0
$\begingroup$

The question is, " How many ways are there to draw a heart or a club from an ordinary deck of card ? "

The correct method is to use Addition Principle to solve it .

But can I use Combination to solve it as well ? Technically, it is selecting 13 cards out of the 52 cards without any order.

I tried 52C13 + 52C13 .. the results is not logical at all.

  • 0
    I am currently on the topic of techniques of counting, which includes Addition principle and combination etc.2012-08-03

3 Answers 3

0

How many ways are there to draw a heart or a club from an ordinary deck of card ?

Event 1

How many ways to pick a club? $\binom{13}{1}=13$

Event 2

How many ways to pick a heart? $\binom{13}{1}=13$

Event 1 and 2 are mutually exclusive. Hence, the total number of ways of picking a club or a heart is $13+13 = 26$ (addition principal was used)

1

Well of course 52c13 would not work. You are not picking 13 cards out of a pack of 52. You are only picking 1 card out of the 52.

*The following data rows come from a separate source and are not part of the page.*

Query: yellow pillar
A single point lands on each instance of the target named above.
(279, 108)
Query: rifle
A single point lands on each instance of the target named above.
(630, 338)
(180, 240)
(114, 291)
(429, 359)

If you did something like 13C1 + 13C1 I think that should work, but I guess that is pretty much addition principle (13+13).

  • 0
    Yeah sorry, the 13C1 comment is actually kind of an irrelevant statement logically, so you may just have to go with addition $p$rinci$p$le.2012-08-03
0

I tried 52C13 + 52C13 .. the results is not logical at all.

The reason $\binom{52}{13}$ is not logical is because what you're saying is, from the entire deck of cards--i.e. from all 52 cards--be it a heart or a club or a spade or a diamond, pick any combination of 13 cards.

So, one such possibility out of the $\binom{52}{13}$ = 635,013,559,600 ways is the entire spade suit, which does not come near what your problem asks.

There is a way to find it using the choose function. Find out how many cards fit the criteria (in this case 13 hearts and 13 diamonds) and specify how many cards (among these) you want to choose (1 card). So that's $\binom{13 + 13}{1} = \binom{26}{1} = 26$.

  • 0
    Thanks alot. Very clear explanation.2012-08-03